# Any chance of 1D IV and 600EX compatibility in the future?



## johnsonstudios (Nov 14, 2012)

Wondering if there is any chance Canon will make a firmware update for the 1D IV so they can use the group function with the new 600EX flashes? I know Canon doesn't want to do this for all their cameras, but doesn't it seem like they should give pros who have invested in 1 series cameras as new as the Mark IV this update? Thoughts?


----------



## SJTstudios (Nov 14, 2012)

I honestly don't believe so sorry, they want to get people who want the 600rt to buy a new dslr. Although if you like the 1d mark iv for for the crop, the supposed 7d mark ii should fit your needs. Selling your 1d mark iv could get you a 5d iii and the 7d. Sorry to break the bad news, but Canon is trying to pull money out of people since they can't make a billion any more.


----------



## Marsu42 (Nov 14, 2012)

johnsonstudios said:


> Wondering if there is any chance Canon will make a firmware update for the 1D IV so they can use the group function with the new 600EX flashes?

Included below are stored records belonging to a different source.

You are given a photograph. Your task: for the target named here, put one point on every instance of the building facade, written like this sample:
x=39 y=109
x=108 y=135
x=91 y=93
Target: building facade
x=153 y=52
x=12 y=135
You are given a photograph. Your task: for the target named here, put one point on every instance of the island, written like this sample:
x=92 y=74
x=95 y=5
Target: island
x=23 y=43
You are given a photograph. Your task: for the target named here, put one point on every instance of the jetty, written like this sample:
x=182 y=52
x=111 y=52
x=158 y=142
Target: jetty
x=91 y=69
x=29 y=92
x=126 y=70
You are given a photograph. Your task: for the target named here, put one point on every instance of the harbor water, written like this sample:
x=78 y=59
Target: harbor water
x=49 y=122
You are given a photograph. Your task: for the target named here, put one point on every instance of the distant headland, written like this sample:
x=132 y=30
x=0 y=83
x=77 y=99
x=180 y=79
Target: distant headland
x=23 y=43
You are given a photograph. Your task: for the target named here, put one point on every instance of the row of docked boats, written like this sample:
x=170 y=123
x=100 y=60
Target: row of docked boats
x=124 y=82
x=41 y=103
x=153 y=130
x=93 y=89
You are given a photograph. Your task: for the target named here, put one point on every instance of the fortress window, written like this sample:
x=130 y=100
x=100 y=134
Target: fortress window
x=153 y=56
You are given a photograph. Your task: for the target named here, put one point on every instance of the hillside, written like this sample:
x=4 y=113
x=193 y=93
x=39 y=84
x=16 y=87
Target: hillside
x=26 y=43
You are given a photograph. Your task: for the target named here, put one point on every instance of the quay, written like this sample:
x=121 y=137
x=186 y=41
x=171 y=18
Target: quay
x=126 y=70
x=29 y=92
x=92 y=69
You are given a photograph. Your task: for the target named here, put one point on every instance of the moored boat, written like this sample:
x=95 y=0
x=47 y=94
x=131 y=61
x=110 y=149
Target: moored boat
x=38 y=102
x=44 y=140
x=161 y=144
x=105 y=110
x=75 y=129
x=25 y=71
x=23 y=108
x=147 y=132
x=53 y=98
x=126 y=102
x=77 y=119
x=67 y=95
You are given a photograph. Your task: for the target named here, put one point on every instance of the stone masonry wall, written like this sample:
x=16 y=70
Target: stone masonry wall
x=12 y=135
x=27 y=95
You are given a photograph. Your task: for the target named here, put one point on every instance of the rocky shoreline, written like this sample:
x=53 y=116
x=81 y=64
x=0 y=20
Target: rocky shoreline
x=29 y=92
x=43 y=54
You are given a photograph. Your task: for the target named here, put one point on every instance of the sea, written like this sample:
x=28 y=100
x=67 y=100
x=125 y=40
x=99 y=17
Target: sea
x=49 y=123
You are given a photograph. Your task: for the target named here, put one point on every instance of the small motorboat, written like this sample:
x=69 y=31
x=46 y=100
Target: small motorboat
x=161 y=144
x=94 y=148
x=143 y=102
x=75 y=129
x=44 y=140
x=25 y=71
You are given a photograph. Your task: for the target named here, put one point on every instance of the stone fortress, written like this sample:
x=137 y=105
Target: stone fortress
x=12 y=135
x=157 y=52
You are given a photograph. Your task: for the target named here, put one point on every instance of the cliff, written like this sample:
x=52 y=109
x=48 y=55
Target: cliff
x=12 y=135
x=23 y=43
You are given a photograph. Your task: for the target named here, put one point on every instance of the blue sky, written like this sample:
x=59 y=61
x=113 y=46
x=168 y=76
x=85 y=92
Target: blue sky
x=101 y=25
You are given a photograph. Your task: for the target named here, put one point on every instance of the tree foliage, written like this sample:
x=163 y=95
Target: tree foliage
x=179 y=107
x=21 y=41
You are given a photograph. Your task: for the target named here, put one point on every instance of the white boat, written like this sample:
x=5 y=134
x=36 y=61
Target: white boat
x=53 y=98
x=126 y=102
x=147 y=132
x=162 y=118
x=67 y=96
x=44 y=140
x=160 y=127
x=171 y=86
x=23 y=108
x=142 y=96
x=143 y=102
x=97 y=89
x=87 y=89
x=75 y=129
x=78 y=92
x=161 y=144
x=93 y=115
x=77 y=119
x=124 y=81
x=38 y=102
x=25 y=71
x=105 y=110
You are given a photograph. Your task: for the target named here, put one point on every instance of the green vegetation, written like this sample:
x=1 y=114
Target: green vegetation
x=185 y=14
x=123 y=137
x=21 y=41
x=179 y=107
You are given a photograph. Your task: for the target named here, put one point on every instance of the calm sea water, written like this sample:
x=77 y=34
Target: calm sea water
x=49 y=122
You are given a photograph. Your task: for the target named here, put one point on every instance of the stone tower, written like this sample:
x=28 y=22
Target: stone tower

Canon has an interest in phasing out aps-h so that they can sell more expensive tele lenses for people who aren't satisfied a crop sensor. For this reason alone Canon imho won't add *any* firmware features, and they aren't in the habit of doing so anyway - they only do it when pressed by the market (5d2 video, 7d2 auto-iso, 5d3/1dx f8).

Bad news for you: esp. the group function is the "premium" feature only available on the newest 1dx/5d3 bodies, since older bodies like 5d2 without rt ui are compatible with the 600rt even if Canon tries to say otherwise (hss speed) - why would Canon backport this? And they didn't to paid firmware updates yet.


----------